Ulric's conclusion wasn't a certainty. Science dictated one thing clearly and that was that there were no certainties, only degrees of freedom and standard deviations from average. Sometimes though, you had to go with your gut, the biocomputer in your skull did the math differently and its systems were honed by millions of years of being right or being food. Such condition made intuition a potent component of effective decision-making. Trust your instincts, Padawan, and search your feelings.

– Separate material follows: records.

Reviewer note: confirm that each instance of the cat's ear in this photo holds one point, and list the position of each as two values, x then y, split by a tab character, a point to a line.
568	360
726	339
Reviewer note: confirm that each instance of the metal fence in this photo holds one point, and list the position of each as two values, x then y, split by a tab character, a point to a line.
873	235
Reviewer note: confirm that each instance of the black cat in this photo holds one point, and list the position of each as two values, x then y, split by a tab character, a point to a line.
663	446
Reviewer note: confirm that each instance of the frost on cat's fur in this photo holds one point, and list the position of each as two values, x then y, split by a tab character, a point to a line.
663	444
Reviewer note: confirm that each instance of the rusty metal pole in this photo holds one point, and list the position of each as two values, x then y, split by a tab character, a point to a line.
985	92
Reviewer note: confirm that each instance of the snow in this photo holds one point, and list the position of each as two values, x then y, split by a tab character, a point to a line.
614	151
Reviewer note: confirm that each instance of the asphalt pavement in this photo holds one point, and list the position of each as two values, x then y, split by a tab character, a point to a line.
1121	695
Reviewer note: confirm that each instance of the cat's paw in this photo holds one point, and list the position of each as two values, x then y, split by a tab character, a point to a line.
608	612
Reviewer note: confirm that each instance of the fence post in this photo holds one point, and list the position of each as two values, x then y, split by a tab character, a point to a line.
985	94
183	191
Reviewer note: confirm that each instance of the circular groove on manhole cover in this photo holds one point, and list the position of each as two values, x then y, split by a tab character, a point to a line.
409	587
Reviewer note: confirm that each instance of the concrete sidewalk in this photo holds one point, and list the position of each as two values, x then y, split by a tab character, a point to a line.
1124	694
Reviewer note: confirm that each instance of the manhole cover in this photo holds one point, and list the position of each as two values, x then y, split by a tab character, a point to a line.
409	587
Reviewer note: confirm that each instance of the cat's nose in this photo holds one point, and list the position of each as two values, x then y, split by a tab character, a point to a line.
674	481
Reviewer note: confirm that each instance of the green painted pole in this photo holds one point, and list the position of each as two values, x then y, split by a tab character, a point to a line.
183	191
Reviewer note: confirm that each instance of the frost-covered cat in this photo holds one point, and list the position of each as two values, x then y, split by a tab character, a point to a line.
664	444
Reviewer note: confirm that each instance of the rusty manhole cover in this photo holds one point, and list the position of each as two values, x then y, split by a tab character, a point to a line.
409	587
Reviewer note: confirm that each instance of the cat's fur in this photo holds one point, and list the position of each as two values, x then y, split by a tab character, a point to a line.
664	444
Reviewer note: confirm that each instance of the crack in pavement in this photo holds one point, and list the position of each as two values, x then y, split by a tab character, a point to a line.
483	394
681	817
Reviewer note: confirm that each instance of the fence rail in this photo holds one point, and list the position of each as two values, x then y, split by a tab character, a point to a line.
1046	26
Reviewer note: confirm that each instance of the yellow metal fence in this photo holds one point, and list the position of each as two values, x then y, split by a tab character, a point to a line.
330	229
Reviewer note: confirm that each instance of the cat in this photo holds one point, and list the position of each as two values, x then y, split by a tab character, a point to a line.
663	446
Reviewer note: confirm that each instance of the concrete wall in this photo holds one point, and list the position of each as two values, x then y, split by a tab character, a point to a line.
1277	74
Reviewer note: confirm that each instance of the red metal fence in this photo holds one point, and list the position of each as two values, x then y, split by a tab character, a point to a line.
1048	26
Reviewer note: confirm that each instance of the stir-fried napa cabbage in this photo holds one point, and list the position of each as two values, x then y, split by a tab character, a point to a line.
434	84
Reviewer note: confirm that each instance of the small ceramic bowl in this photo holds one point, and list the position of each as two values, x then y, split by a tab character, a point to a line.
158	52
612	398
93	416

Well, his instincts said it fit, and his feelings foreboded an enemy hidden behind a screen of misdirections and subtle plots. The only thing that didn't fit was actually this past year. Why the sudden interest in the [Plateau of Ancients]? Why the hasty attack on Irielhos, which expended the majority of Prosper's mage forces? For some reason, the enemy was, after such careful strategy, in a hurry.

Oh, duh, Ulric. They're old now. Dying, maybe. They need to see it done, and soon, or they won't live to realize their vengeance. Or something, he couldn't pin that one down very well. Something had their knickers knotted to get on with the horrorshow.

With the calculus done and some reasonable confidence intervals on its being a real answer, the next question was clearly this: What are you going to do about it, Ulric Einar, [Lord of the Ancient Glade]?

He was pretty certain the solution remained the same. There was once a military strategy game, of notorious difficulty requiring rapid multitasking and precise execution of troop movements, incomplete knowledge of the field of combat, and some amount of luck involved in interpreting and out-maneuvering your opponent. One of the sages who was a master of the craft had this to say: When the enemy is doing something strange, just go fucking kill them.